L'adolescente accueillit la réponse d'Ernest avec un nouvel éclat de rire, heureuse que l'atmosphère ne se tende pas trop. La question lui avait parut tellement délicate qu'elle avait mal choisi ses mots.
« Bon, c'est la première fois que je perds… Huuh, faudrait pas que ça arrive trop souvent, je… je sais pas comment je vais finir. »
Elle se versa un verre. L'exercice de précision était visiblement plus difficile que la première fois, et Eve dut se concentrer un minimum pour ne pas verser de liquide en dehors du récipient. En revanche, l'ingurgitation fut moins délicate : elle réussi presque à avaler les quelques centilitres d'une seule traite, et ses toussotements habituels ne furent cette fois qu'un léger gémissement amusé.
« Ben, toutes ces filles, elles étaient connes alors. Moi je te trouve très mignon. Je t'aurais rien demandé du tout si j'avais été une… Mh, dis, avec l'alcool, je devrais me sentir mal, pas vrai ? Vomir, tout ça ? Mais, je me sens bien. J'ai jamais été aussi… en forme ! » tenta-t-elle.

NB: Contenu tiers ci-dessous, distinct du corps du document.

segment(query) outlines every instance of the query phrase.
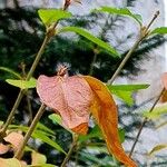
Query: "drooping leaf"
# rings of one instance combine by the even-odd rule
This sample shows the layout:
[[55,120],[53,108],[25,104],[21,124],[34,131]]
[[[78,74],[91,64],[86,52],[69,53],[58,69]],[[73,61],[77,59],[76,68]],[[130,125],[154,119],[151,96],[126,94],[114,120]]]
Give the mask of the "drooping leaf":
[[92,95],[85,79],[40,76],[37,92],[42,102],[60,114],[62,126],[78,134],[87,132]]
[[120,144],[117,106],[109,90],[96,78],[89,76],[85,76],[84,78],[87,80],[94,92],[91,112],[102,131],[109,153],[126,166],[137,167],[136,163],[126,155]]
[[140,14],[132,13],[127,8],[114,8],[114,7],[101,7],[100,9],[95,9],[94,11],[102,11],[111,14],[127,16],[135,19],[140,26],[143,23],[143,18]]
[[159,151],[161,149],[165,149],[167,148],[167,144],[160,144],[160,145],[157,145],[155,146],[150,151],[149,151],[149,156],[151,156],[153,154],[155,154],[156,151]]
[[21,76],[20,76],[18,72],[13,71],[12,69],[10,69],[10,68],[0,67],[0,70],[6,71],[6,72],[9,72],[9,73],[11,73],[12,76],[14,76],[16,78],[21,79]]
[[20,89],[36,88],[36,82],[37,82],[37,80],[35,78],[31,78],[30,80],[7,79],[6,81],[9,85],[19,87]]
[[16,158],[9,158],[9,159],[0,158],[0,166],[1,167],[21,167],[21,164]]
[[110,90],[124,90],[124,91],[137,91],[140,89],[147,89],[149,85],[107,85]]
[[47,163],[47,157],[37,151],[32,151],[31,159],[32,159],[31,165],[33,165],[33,166],[40,166],[40,165]]
[[163,86],[167,90],[167,72],[163,73],[161,81],[163,81]]
[[38,14],[46,27],[57,22],[60,19],[70,18],[72,16],[70,12],[59,9],[39,9]]
[[112,53],[112,56],[118,57],[120,56],[116,49],[114,47],[111,47],[110,45],[108,45],[107,42],[100,40],[99,38],[95,37],[94,35],[91,35],[90,32],[88,32],[87,30],[82,29],[82,28],[78,28],[78,27],[65,27],[62,29],[59,30],[59,32],[76,32],[85,38],[87,38],[88,40],[95,42],[97,46],[108,50],[109,52]]
[[167,27],[159,27],[159,28],[156,28],[154,29],[150,35],[154,35],[154,33],[158,33],[158,35],[166,35],[167,33]]

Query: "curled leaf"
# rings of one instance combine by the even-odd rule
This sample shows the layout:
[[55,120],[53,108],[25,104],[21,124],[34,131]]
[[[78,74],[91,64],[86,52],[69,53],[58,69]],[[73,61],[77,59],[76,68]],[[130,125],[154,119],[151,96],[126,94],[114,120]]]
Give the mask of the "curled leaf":
[[167,89],[167,72],[161,76],[163,86]]
[[78,134],[87,132],[92,94],[82,77],[40,76],[37,91],[43,104],[60,114],[65,127]]
[[137,167],[136,163],[126,155],[120,144],[117,106],[109,90],[96,78],[89,76],[85,76],[84,78],[94,92],[91,112],[102,131],[109,153],[127,167]]

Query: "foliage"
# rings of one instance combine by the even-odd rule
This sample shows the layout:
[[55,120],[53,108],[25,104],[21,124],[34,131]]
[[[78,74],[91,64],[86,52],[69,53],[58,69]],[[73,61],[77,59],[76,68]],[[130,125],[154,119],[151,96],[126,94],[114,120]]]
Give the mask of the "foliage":
[[[46,26],[46,30],[37,17],[37,9],[20,8],[16,1],[16,8],[6,8],[0,11],[2,16],[1,20],[3,21],[0,31],[0,42],[2,46],[0,57],[3,58],[0,65],[0,72],[1,82],[4,86],[1,89],[3,91],[3,101],[9,101],[9,104],[2,105],[2,115],[6,115],[11,108],[11,104],[13,104],[13,100],[10,100],[9,97],[11,95],[14,96],[18,92],[18,88],[20,89],[20,96],[18,96],[11,110],[12,115],[16,115],[17,109],[19,111],[17,114],[18,116],[16,115],[14,117],[14,125],[6,121],[2,115],[0,116],[1,120],[4,120],[4,125],[2,125],[0,131],[0,140],[8,141],[8,144],[4,143],[3,145],[2,143],[0,146],[11,147],[11,153],[9,153],[9,149],[3,153],[3,158],[0,159],[2,161],[1,164],[4,164],[4,166],[9,164],[8,166],[11,166],[12,163],[12,165],[20,166],[20,164],[22,165],[24,163],[26,166],[30,164],[30,166],[51,167],[55,165],[60,166],[61,163],[61,166],[66,166],[67,161],[71,159],[72,163],[81,166],[94,166],[97,164],[101,166],[119,166],[117,161],[119,160],[126,166],[135,167],[137,166],[136,163],[125,154],[121,146],[121,143],[126,139],[125,134],[127,134],[129,128],[128,130],[126,128],[118,128],[117,107],[111,94],[121,98],[126,104],[134,106],[134,91],[146,89],[148,85],[106,86],[100,80],[90,76],[67,77],[68,75],[65,72],[67,67],[63,66],[66,70],[62,70],[63,68],[58,69],[56,77],[41,76],[38,79],[37,91],[40,101],[43,104],[33,120],[32,118],[36,112],[32,110],[39,108],[39,98],[33,89],[29,88],[36,87],[35,78],[41,73],[55,76],[56,65],[61,62],[68,62],[71,66],[70,75],[79,70],[84,75],[89,73],[107,81],[114,71],[119,69],[117,65],[129,53],[131,56],[128,60],[130,63],[124,65],[124,70],[121,67],[119,72],[120,76],[127,76],[128,73],[135,75],[139,69],[137,62],[145,58],[143,55],[165,42],[165,38],[159,35],[165,35],[166,28],[161,27],[150,30],[149,27],[143,27],[140,16],[132,13],[127,8],[101,7],[100,9],[94,10],[89,16],[79,17],[65,11],[69,6],[70,1],[66,0],[63,10],[38,10],[38,14]],[[99,13],[99,11],[102,13]],[[97,36],[92,35],[91,27],[99,24],[99,20],[104,16],[106,20],[100,27],[100,31]],[[140,26],[141,35],[139,37],[140,43],[138,45],[140,47],[138,49],[135,48],[136,50],[131,50],[129,48],[130,51],[128,49],[118,53],[117,47],[109,43],[106,37],[112,29],[111,26],[116,27],[117,21],[122,19],[120,16],[135,19]],[[112,18],[116,18],[115,21],[112,21]],[[150,24],[154,22],[154,19],[150,21]],[[58,24],[59,27],[57,27]],[[70,33],[67,33],[69,36],[65,37],[65,32],[76,32],[79,36],[72,37]],[[45,43],[43,40],[45,45],[41,45],[43,36],[47,42]],[[52,38],[55,36],[56,38]],[[131,38],[131,35],[128,35],[128,38]],[[45,50],[45,52],[41,50]],[[38,53],[35,59],[36,52]],[[42,53],[41,61],[37,61]],[[32,61],[33,65],[31,67]],[[131,71],[131,67],[135,70]],[[29,80],[26,78],[30,71],[32,71],[31,75],[35,78]],[[9,85],[17,88],[14,89],[14,87],[7,85],[4,79]],[[4,90],[6,87],[8,88],[7,91]],[[22,98],[21,106],[20,101]],[[45,109],[48,110],[46,105],[52,108],[58,115],[43,112]],[[97,121],[90,126],[88,124],[89,118],[91,118],[89,110]],[[154,115],[154,110],[149,110],[149,114]],[[158,112],[158,115],[161,114]],[[41,116],[42,124],[39,124],[38,121]],[[48,119],[48,116],[53,124]],[[8,120],[10,120],[9,117],[10,115],[8,116]],[[20,125],[20,122],[26,125]],[[137,121],[134,124],[137,124]],[[11,140],[12,138],[9,137],[9,131],[6,134],[6,125],[11,134],[12,131],[26,132],[24,138],[20,139],[22,141],[18,141],[21,143],[19,147],[16,147],[16,144]],[[76,137],[76,134],[82,135]],[[7,137],[4,137],[6,135]],[[14,134],[14,136],[17,135]],[[30,138],[31,140],[27,145]],[[73,143],[70,146],[72,138]],[[104,139],[106,140],[109,154],[115,156],[117,160],[108,155]],[[101,147],[98,145],[101,145]],[[156,146],[150,154],[164,148],[166,148],[165,144]],[[75,154],[71,155],[75,149]],[[89,149],[92,153],[90,156],[88,156]],[[98,153],[96,153],[97,150]],[[14,158],[4,159],[11,158],[11,154],[14,154]],[[26,161],[18,161],[22,156]],[[66,158],[62,161],[65,156]]]

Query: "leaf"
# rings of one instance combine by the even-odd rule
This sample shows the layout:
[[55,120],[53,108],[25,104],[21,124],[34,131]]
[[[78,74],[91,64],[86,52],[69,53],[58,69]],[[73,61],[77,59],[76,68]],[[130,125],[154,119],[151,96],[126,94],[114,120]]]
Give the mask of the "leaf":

Son élocution qui devenait légèrement plus irrégulière témoignait pourtant d'un effet habituel et certain de l'ivresse pour qui était habitué à côtoyer des individus dans cet état. Sans doute l'effet n'était-il pour le moment qu'euphorisant, ou bluffait-elle un peu pour se donner une contenance.
« Oh, tu es bête… Vas y, bois ! Hey, mais tu en es à combien de verres ? C'est ton cinquième ? Est-ce que ça va toujours ? Je vais te faire boire encore… Je n'ai jamais embrassé personne sur la bouche. »
Ce n'était pas très subtil, mais elle avait l'air ravie de sa phrase. Elle attendit qu'Ernest s’exécute puis ajouta :
« On peut arrêter si tu veux. Un super rat de garde qui a trop bu ça ne garde rien… On a qu'à dire qu'on peut remplacer un verre par un gage, à partir de maintenant. Le choix entre un verre, ou un gage. »
Elle se pinça les lèvres tout en continuant à sourire. Depuis une bonne minute, elle gigotait légèrement sur place.
« Excuse, faut vraiment que j'aille aux toilettes. Tu regardes pas, d'accord ? »
S'il y réfléchissait, Ernest se rendrait compte qu'il ne l'avait jamais vu dans cette situation. Comme il semblait peu probable qu'Eve ne produise aucun déchet, il pouvait en déduire que par coquetterie féminine, elle avait soigneusement reporté, parfois avec peine, cette tâche aux moments où il était endormi ou absent. Une coquetterie féminine que l'alcool semblait assouplir.